Just doing a time check on the CPU for corresponding versions we get

a = cu(randn(10, 10))
b = cu(randn(10, 10))
c = similar(a)
@btime @views mul!($(c)[:, 2:end], $(a), transpose($(b)[1:end-1, :]))
  # 424.925 ns (0 allocations: 0 bytes)
@btime mul!($(c)[:, 2:end], $(a), transpose($(b)[1:end-1, :]))
  # 740.826 ns (2 allocations: 1.59 KiB)
@btime @views mul!($(c)[:, 2:end], $(a), transpose($(b))[:, 1:end-1])
  # 890.596 ns (4 allocations: 224 bytes)

so it would be nice if we could have the same version work well for the GPU.

This should fix it: https://github.com/JuliaGPU/GPUArrays.jl/pull/352

Do note that you’re dispatching to the fallback implementation here, which is slow. It’s better to try and dispatch to one of the CUBLAS methods. The reason it doesn’t here, is that your type is too complex:

julia> typeof(@views(transpose(b[1:end-1, :])))
Transpose{Float32, SubArray{Float32, 2, CuArray{Float32, 2}, Tuple{UnitRange{Int64}, Base.Slice{Base.OneTo{Int64}}}, false}}

julia> @views(transpose(b[1:end-1, :])) isa StridedCuVecOrMat
false

Also:

@views mul!(c[:, 2:end], a, transpose(b)[:, 1:end-1]) # Works fine

That one is even worse, as it falls back to the Base implementation. Always run with CUDA.allowscalar(false).
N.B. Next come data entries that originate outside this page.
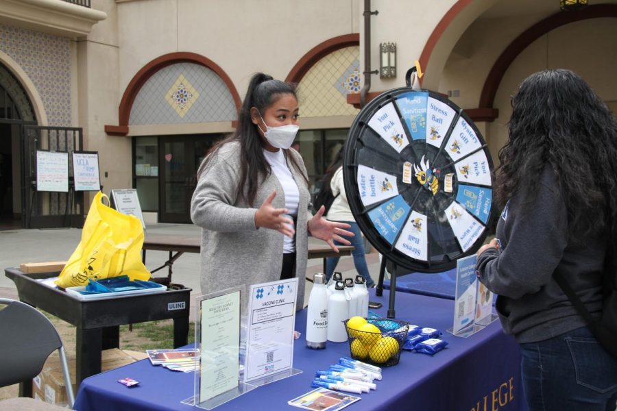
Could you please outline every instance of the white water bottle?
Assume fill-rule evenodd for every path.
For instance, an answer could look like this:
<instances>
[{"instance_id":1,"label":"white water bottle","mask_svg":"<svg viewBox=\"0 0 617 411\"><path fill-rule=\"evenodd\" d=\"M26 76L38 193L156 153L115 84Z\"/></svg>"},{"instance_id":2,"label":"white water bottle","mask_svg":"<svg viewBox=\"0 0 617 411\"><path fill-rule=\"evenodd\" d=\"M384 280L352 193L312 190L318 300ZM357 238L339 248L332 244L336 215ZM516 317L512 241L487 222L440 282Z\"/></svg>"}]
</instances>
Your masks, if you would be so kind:
<instances>
[{"instance_id":1,"label":"white water bottle","mask_svg":"<svg viewBox=\"0 0 617 411\"><path fill-rule=\"evenodd\" d=\"M313 289L308 296L306 312L306 346L326 348L328 339L328 291L326 275L317 273L313 278Z\"/></svg>"},{"instance_id":2,"label":"white water bottle","mask_svg":"<svg viewBox=\"0 0 617 411\"><path fill-rule=\"evenodd\" d=\"M327 289L328 298L330 298L330 296L334 292L335 286L337 285L337 281L343 281L343 273L335 271L332 273L332 277L330 277L330 281L328 282Z\"/></svg>"},{"instance_id":3,"label":"white water bottle","mask_svg":"<svg viewBox=\"0 0 617 411\"><path fill-rule=\"evenodd\" d=\"M345 286L337 281L328 300L328 340L332 342L347 341L347 331L343 321L349 319L349 305L345 297Z\"/></svg>"},{"instance_id":4,"label":"white water bottle","mask_svg":"<svg viewBox=\"0 0 617 411\"><path fill-rule=\"evenodd\" d=\"M356 285L354 291L358 297L358 315L368 316L368 290L366 289L366 279L361 275L356 275Z\"/></svg>"},{"instance_id":5,"label":"white water bottle","mask_svg":"<svg viewBox=\"0 0 617 411\"><path fill-rule=\"evenodd\" d=\"M358 295L354 289L354 279L345 279L345 292L347 298L347 303L349 304L349 319L352 316L360 315L358 310Z\"/></svg>"}]
</instances>

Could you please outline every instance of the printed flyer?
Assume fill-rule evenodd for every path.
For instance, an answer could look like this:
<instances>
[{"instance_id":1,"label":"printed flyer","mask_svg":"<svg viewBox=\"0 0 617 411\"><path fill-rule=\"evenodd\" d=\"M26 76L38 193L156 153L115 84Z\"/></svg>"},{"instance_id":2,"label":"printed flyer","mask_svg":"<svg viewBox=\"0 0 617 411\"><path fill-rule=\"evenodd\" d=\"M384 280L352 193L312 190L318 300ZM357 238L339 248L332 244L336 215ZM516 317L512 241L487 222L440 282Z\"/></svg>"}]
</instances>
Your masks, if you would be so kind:
<instances>
[{"instance_id":1,"label":"printed flyer","mask_svg":"<svg viewBox=\"0 0 617 411\"><path fill-rule=\"evenodd\" d=\"M291 370L298 278L250 287L244 381Z\"/></svg>"},{"instance_id":2,"label":"printed flyer","mask_svg":"<svg viewBox=\"0 0 617 411\"><path fill-rule=\"evenodd\" d=\"M240 291L200 301L199 401L238 386L240 356Z\"/></svg>"},{"instance_id":3,"label":"printed flyer","mask_svg":"<svg viewBox=\"0 0 617 411\"><path fill-rule=\"evenodd\" d=\"M461 329L474 324L476 308L476 255L457 260L457 286L455 292L454 325L455 335Z\"/></svg>"}]
</instances>

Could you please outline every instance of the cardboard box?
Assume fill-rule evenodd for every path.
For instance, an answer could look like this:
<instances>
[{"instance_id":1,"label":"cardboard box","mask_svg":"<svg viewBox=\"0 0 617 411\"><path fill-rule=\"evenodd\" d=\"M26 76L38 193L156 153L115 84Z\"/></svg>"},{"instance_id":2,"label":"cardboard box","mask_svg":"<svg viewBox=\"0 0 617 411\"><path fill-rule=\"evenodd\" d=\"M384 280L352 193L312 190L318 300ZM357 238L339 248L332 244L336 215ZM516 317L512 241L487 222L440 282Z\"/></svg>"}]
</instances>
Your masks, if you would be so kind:
<instances>
[{"instance_id":1,"label":"cardboard box","mask_svg":"<svg viewBox=\"0 0 617 411\"><path fill-rule=\"evenodd\" d=\"M65 265L66 265L66 261L23 262L19 264L19 271L29 274L34 273L52 273L54 271L62 271Z\"/></svg>"},{"instance_id":2,"label":"cardboard box","mask_svg":"<svg viewBox=\"0 0 617 411\"><path fill-rule=\"evenodd\" d=\"M75 381L75 360L69 358L69 372L73 395L77 395ZM108 371L136 361L135 358L117 348L104 350L101 353L101 370ZM58 356L49 357L40 373L32 380L32 397L57 406L68 405L64 377Z\"/></svg>"}]
</instances>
Sorry, not sure I’m completely following here. You are saying that with the PR you linked it will work, but it will not be very optimized for GPU?

So this is part of a function call where a and b are parameters to the function (and currently the shape has to be in that way so that b needs transposing) and c is created to store the result. I would like this function to be agnostic to the arrays used (don’t want to have CUDA as a dependency, but it would be nice if it was possible to send in CuArrays) and be fast for both CPU and GPU if possible. The current call is what is optimized for the CPU, and if possible it would be nice if the same call was handled at least okay for CuArrays.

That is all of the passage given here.